Today I gave a talk about my book, Too Close to the Falls, at a CEJEP (College) in Montreal, which was populated mostly by students from other countries. The students were very taken by my chapter on bullying called Anthony McDougall. The gist of the story is in Catholic school in grade four Anthony bullied me and no one would help. I asked my parents for help and they said, turn to the principal. The principal said to pray (didn’t work), my mother said to invite Anthony to lunch and make him a friend (Insane). Roy, the delivery car driver at my dad’s store, told me to hit Anthony with something sharp when he lease expected it. (worked like a charm).
I was explaining to the students that in a memoir you have to explain different realities. In the bullying chapter there were three realities: my parents democratic view, the catholic church, and The rough and tumble world of Roy. Juxtaposing realities is inherently exciting, loaded with inner conflict and is a good technique to use in a memoir.
I then asked the students if they had any conflicting realities they had to juggle. To open them up I said I assumed they had to keep several balls in the air since their parents were from one culture and Canada had another culture.
A smattering follows of what I was told. I used their voices because they were so succinct.

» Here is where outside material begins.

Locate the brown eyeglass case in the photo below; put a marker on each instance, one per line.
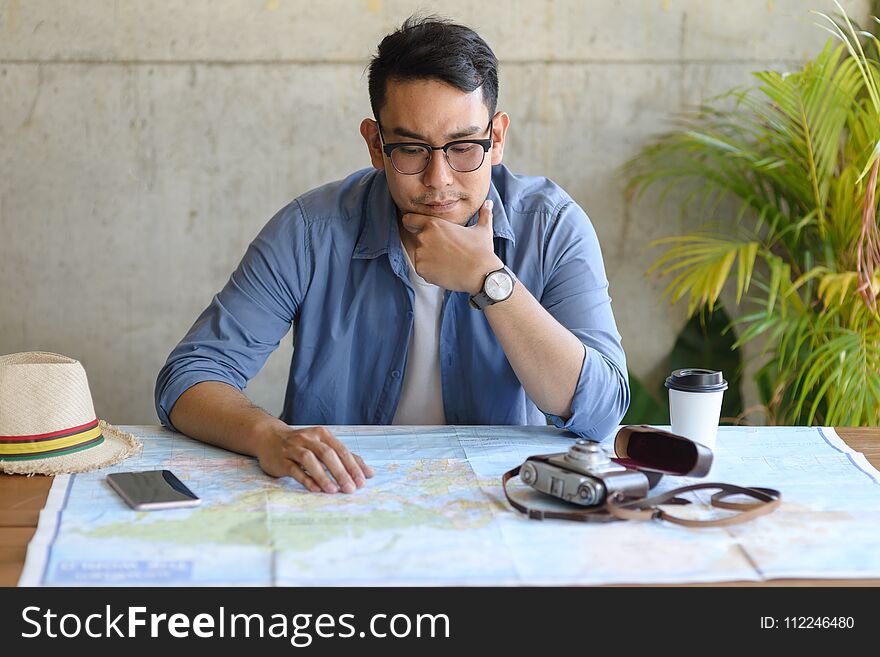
(651, 450)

-- I am from Rwanda. My brother was a child soldier and I had to get away from him by swimming a river. The rebels killed my parents and now my uncle who was a rebel, lives in Canada. Thanksgiving does not work at my house.
-- I am from Afghanistan and the Taliban bullied our family and my father was killed in the town square for a reason we never understood. Now in Canada my mother does not ever want me to talk to anyone outside of our family. That is paranoid so I just don’t tell her I go out with friends who are not relatives.

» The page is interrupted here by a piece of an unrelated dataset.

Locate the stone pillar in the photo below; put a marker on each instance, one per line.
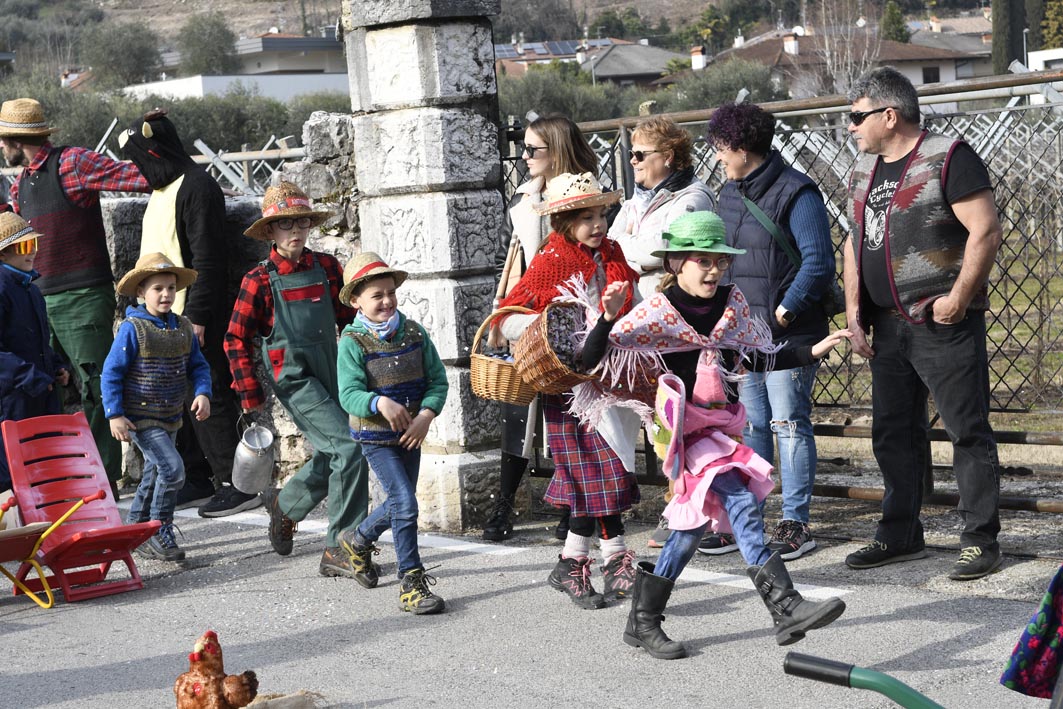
(427, 168)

When I went to have a coffee in the school cafeteria after the talk, some students from the class joined me and more stories poured out. These were too personal to say in the full classroom.
--My mother and I were raped in the same room by some Serbian soldiers. We left the scene silently and never talked about it. When I got to Canada I learned that you were supposed to talk about trauma or bullying. I tried to bring up what happened to us, but my mother hit me and said it never happened. She said if our father knew of it he would leave us. I have to balance the two cultures. I am learning to do it but it is hard.
A boy whose father and brother were killed in Afghanistan and who fled to Pakistan alone at 16 said, “War is just bullying on a large scale.” He said he fantasizes every day about attacking those who killed his relatives.
After an hour of stories I left Montreal feeling that being bullied by a boy who pulled my hair out was fairly minor in the world of ‘bullying’. One thing I was glad about was that the Anthony McDougall story touched so much within these students that they carry around every day.